За теми дверями находилась Гетель и пытала неизвестное количество демонов по неизвестным причинам. Прямо сейчас Риверу было глубоко плевать на то, что она делает и почему. Три измерения – Небеса, мир людей и Шеул вели между собой войну, а Ривер никогда не чурался делать всё необходимое, чтобы победить.
Он распахнул металлическую дверь, и Гетель, стоящая посредине комнаты размером со спортзал, повернулась к нему. Ее белая туника была запятнана кровью, а рука сжимала треклан, светящийся шип, который был эффективен только против других ангелов, включая всё разнообразие падших.
А значит, обнаженная женщина на столе, чье лицо и тело частично скрывала Гетель, была каким-то ангелом.
– Ривер, – крылья Гетель, раскрылись, подчёркивая её превосходство, перед тем как она опять сложила их за спину. У ангелов своя иерархия, и вышестоящие любили демонстрировать свой статус, где только могли. Те, кто занимали высокое положение, редко прятали свои крылья, словно напоминая всем, что они у них есть.
Как правило, Ривер свои скрывал, но сейчас распахнул их, выказывая неповиновение и позволяя белым, с сапфировыми концами, перьям разрезать воздух.
Губы Гетель изогнулись в подобии улыбки – она явно забавлялась.
– Мне интересно, был ли ты таким же бунтарём до того, как пал?
Он сложил свои крылья назад.
– Я позволю себе высказать дерзкое предположение и сказать «да». – И это действительно было предположение, учитывая тот факт, что он не помнил ничего до события, повлекшего за собой его падение тридцать лет назад, и самое странное было то, что никто его не помнил.
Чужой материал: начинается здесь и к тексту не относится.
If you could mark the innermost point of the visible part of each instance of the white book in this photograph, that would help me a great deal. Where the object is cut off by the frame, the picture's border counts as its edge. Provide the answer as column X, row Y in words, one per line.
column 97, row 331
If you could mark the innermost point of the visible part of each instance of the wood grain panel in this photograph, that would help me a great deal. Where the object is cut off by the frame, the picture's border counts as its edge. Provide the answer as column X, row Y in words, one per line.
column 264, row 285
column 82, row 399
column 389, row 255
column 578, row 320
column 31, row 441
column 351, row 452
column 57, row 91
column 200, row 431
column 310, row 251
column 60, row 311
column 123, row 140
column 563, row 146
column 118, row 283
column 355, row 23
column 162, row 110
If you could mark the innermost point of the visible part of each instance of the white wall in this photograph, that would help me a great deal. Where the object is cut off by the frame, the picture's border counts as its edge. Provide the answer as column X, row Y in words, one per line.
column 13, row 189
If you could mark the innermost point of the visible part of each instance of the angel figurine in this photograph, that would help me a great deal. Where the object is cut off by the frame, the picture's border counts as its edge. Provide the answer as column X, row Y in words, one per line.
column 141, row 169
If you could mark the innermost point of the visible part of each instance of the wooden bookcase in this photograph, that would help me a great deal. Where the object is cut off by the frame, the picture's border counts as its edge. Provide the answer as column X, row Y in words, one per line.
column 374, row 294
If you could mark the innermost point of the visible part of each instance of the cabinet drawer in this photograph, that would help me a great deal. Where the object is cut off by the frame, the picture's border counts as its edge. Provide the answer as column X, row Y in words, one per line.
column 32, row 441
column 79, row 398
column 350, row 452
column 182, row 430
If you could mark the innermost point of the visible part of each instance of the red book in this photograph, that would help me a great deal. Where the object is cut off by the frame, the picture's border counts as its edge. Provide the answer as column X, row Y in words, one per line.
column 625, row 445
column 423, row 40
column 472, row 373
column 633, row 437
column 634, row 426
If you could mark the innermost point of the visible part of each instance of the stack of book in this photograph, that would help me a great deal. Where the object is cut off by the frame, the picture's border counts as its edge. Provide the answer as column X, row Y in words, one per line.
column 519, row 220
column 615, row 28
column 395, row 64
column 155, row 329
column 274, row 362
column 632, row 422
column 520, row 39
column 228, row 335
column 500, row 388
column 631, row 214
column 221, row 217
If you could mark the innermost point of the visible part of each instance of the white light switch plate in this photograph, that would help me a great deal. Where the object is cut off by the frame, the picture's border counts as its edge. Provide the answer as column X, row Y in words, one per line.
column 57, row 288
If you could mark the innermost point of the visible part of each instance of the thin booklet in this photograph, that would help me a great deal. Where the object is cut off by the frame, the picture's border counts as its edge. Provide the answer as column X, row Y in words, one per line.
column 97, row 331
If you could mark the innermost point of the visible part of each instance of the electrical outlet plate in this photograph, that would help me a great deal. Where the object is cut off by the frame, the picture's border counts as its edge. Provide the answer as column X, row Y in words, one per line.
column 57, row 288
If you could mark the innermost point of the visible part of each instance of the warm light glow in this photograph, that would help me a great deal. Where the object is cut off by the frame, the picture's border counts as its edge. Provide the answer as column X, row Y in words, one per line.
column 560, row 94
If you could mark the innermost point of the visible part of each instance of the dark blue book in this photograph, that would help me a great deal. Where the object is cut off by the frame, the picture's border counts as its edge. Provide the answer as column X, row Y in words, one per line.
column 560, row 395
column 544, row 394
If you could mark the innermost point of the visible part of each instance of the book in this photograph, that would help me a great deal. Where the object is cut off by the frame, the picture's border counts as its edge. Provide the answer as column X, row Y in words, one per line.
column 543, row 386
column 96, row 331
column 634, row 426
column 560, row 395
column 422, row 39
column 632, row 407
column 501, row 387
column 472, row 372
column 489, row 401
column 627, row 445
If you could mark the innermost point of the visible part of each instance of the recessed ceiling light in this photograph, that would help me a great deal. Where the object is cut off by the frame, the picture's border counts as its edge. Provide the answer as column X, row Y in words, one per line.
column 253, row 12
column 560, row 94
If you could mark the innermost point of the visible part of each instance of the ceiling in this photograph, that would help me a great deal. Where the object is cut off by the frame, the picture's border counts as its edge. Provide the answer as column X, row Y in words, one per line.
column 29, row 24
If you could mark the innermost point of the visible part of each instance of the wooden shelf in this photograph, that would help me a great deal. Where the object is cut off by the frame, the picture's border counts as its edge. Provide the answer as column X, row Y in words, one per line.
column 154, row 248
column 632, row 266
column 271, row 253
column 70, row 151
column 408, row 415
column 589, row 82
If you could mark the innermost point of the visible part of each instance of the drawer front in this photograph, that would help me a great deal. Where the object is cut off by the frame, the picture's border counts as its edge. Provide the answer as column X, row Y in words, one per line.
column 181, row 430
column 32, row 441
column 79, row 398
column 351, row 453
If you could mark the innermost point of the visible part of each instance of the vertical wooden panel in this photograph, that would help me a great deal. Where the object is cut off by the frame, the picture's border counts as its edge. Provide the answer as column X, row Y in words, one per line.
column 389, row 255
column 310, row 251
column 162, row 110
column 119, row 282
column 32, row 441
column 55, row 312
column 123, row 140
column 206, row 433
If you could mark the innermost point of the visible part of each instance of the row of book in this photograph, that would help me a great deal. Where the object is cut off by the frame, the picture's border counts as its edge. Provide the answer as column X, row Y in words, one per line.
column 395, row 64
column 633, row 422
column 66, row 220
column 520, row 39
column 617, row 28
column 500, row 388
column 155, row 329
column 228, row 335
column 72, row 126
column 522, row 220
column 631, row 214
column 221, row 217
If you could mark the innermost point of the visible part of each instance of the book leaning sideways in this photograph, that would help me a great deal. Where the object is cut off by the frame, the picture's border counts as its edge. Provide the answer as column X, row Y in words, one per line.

Когда дело доходило до политических маневров его братьев-ангелов, отсутствие у него прошлого, ставило Ривера в явно невыгодное положение, но в конечном счете это не имело никакого значения. Ривер заслужил место в Верховном совете Ордена, и сделал это не прибегая к играм.
– Я здесь не затем чтобы болтать. Я хочу знать, есть ли у тебя какая-либо информация о Вормвуде.
Она изогнула бровь.
– Звезде?
– Кинжал. Он нужен Мору.
Гетель махнула рукой.
– Глупая реликвия, которую приписывают ангелам и демонам, святым и грешникам. Это просто кинжал. Если Мор его хочет, значит думает, что в нем есть сила. Это не так.
Проклятие.
– Ты уверена?
Взгляд Гетель был полон высокомерия и словно говорил: "Ну конечно я уверенна, ты, червь".
– Как Реган? – Гетель провела длинным пальцем по гладкой поверхности пики, которую она держала в руках. – А ребёнок?
Поскольку Гетель раньше занимала пост Наблюдателя Всадников, то она следила за тем, как у них идут дела, а как вовлечённый в изменение судьбы мира ангел, также за пророчеством и менее важными вещами – например, за ребёнком, который мог положить конец существованию человечества. Иногда Ривер думал, что она уж слишком вовлечена, но, наверное, он бы тоже не смог держатся вдали от людей, которых знал тысячи лет.
– С ними всё в порядке. И поскольку местоположение штаб-квартир Эгиды раскрыто, то они останутся с Танатосом, пока ребёнок не появится на свет.
Гетель постукала пикой по подбородку, выражая глубокую задумчивость.
– Тебе не показалось странным, что Мор отследил перемещение Танатоса в нужное время, чтобы найти штаб-квартиры?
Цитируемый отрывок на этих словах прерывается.